When a movie starts off funny, it doesn't take long before it becomes tedious. You can actually see some similarities in this and Hess' other comedy, Napoleon Dynamite. Both films are about outsiders, and both main characters have bizarre best friends. Difference is, Nacho is a lovable character while the main character in Napoleon Dynamite was an unpleasant individual. It's obvious by the script that we were supposed to like Nacho, but Jack Black's performance came off more irritating than endearing.

Nacho grew up in a monastery, and is now the cook.  He has a secret love, wrestling, which he can't admit because monks think it's the work of the devil. Even the newly arrived nun, Sister Encarnacion agrees wrestling is bad. This concerns Nacho, but it doesn't stop him from secretly starting a career of it behind a mask, alongside his skinny, also amateur sidekick Esqueleto (Hector Jimenez).

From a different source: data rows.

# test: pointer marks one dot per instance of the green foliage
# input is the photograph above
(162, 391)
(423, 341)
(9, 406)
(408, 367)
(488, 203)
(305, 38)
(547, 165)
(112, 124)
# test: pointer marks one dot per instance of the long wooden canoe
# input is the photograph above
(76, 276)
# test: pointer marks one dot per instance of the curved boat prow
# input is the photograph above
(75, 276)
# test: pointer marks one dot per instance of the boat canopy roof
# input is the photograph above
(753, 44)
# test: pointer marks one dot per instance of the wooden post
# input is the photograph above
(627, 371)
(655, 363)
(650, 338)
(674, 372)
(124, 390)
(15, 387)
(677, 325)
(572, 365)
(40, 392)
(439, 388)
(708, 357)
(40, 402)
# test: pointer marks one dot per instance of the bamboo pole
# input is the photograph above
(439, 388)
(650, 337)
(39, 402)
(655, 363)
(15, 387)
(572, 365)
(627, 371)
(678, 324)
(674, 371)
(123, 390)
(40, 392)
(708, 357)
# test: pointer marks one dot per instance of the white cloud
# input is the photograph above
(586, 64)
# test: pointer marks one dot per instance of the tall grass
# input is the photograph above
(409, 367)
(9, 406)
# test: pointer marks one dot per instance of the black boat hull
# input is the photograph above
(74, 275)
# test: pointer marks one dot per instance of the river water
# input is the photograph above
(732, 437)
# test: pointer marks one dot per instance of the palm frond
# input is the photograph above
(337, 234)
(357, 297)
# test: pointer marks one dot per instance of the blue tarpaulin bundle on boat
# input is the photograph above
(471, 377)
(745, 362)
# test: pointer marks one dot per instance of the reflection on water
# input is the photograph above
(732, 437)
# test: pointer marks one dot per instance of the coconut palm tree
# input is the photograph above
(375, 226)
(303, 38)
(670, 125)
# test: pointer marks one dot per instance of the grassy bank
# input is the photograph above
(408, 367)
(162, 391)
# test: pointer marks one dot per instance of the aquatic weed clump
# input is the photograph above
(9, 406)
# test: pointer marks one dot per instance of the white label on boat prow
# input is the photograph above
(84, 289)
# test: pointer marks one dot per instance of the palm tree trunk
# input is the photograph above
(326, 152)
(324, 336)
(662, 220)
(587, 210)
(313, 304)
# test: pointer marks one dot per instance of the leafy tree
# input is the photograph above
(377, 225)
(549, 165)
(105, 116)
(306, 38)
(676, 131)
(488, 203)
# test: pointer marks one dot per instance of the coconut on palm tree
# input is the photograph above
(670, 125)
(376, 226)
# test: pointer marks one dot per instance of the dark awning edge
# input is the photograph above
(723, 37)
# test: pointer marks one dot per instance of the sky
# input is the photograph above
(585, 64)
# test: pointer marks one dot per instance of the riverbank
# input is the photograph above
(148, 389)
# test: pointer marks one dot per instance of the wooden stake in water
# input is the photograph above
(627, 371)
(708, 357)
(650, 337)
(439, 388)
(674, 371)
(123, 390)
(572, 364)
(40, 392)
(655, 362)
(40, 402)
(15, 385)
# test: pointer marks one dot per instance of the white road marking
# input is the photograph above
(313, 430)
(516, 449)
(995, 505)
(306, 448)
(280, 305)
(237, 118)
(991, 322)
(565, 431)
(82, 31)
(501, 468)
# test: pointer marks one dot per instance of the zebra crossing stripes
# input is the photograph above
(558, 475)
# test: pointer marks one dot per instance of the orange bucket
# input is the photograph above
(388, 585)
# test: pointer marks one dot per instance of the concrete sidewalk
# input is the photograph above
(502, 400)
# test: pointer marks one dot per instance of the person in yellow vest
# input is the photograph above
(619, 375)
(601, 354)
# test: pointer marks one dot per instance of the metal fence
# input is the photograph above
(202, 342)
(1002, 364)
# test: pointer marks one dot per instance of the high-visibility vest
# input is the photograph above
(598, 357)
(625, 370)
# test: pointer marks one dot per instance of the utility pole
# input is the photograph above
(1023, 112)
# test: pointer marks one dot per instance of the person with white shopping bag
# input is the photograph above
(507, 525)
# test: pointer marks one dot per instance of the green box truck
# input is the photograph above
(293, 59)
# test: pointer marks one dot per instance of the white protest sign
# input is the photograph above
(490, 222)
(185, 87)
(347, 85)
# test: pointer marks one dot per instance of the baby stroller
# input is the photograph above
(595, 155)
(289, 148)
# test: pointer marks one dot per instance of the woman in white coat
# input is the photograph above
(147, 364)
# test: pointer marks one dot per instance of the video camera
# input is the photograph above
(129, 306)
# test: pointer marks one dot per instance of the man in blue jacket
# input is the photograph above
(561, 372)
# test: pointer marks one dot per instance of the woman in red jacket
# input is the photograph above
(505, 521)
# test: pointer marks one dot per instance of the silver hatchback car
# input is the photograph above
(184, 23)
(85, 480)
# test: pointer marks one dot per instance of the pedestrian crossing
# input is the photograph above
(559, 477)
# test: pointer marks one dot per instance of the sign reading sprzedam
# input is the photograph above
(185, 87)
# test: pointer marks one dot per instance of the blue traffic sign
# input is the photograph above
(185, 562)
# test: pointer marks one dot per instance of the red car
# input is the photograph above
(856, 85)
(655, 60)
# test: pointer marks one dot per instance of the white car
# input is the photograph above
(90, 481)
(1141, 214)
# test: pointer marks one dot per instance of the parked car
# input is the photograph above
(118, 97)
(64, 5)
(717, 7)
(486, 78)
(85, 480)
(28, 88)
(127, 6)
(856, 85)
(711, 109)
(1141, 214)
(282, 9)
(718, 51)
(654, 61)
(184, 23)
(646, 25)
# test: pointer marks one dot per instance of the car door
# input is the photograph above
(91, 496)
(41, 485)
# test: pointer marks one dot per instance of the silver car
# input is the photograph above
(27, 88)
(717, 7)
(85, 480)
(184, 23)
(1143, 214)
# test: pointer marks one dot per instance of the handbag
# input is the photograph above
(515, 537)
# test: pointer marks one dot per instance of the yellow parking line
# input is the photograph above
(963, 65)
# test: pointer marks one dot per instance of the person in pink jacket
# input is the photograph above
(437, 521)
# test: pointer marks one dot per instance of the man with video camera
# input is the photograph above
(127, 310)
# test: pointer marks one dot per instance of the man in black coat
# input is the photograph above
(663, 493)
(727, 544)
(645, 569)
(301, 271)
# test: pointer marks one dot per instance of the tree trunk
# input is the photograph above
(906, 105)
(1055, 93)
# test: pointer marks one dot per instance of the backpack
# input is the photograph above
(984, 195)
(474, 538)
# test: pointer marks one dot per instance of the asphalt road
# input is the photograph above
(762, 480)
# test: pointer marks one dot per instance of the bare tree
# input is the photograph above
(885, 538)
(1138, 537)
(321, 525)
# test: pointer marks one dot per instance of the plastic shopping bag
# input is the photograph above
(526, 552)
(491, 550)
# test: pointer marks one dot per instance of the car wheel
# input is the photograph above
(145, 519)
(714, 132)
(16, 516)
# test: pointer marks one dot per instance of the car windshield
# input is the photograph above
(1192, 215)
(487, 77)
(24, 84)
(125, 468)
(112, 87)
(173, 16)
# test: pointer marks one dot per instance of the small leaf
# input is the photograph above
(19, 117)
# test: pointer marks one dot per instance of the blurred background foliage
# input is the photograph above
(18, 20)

Despite never winning, Nacho gains some popularity and eventually earns the chance to fight the king of wrestling, Ramses (Cesar Gonzalez) in an exhibition match.

Quite frankly, this movie will only interest those who are fans of Jack Black. It's only around ninety minutes long, but to me it felt much longer. The film dragged on, I may have laughed once or twice but not nearly enough to be able to rate this higher than a 2/10. Yeah, it was that bad.

So there you have it, one of the WORST movies I have ever seen. Whats the worst movie you've seen?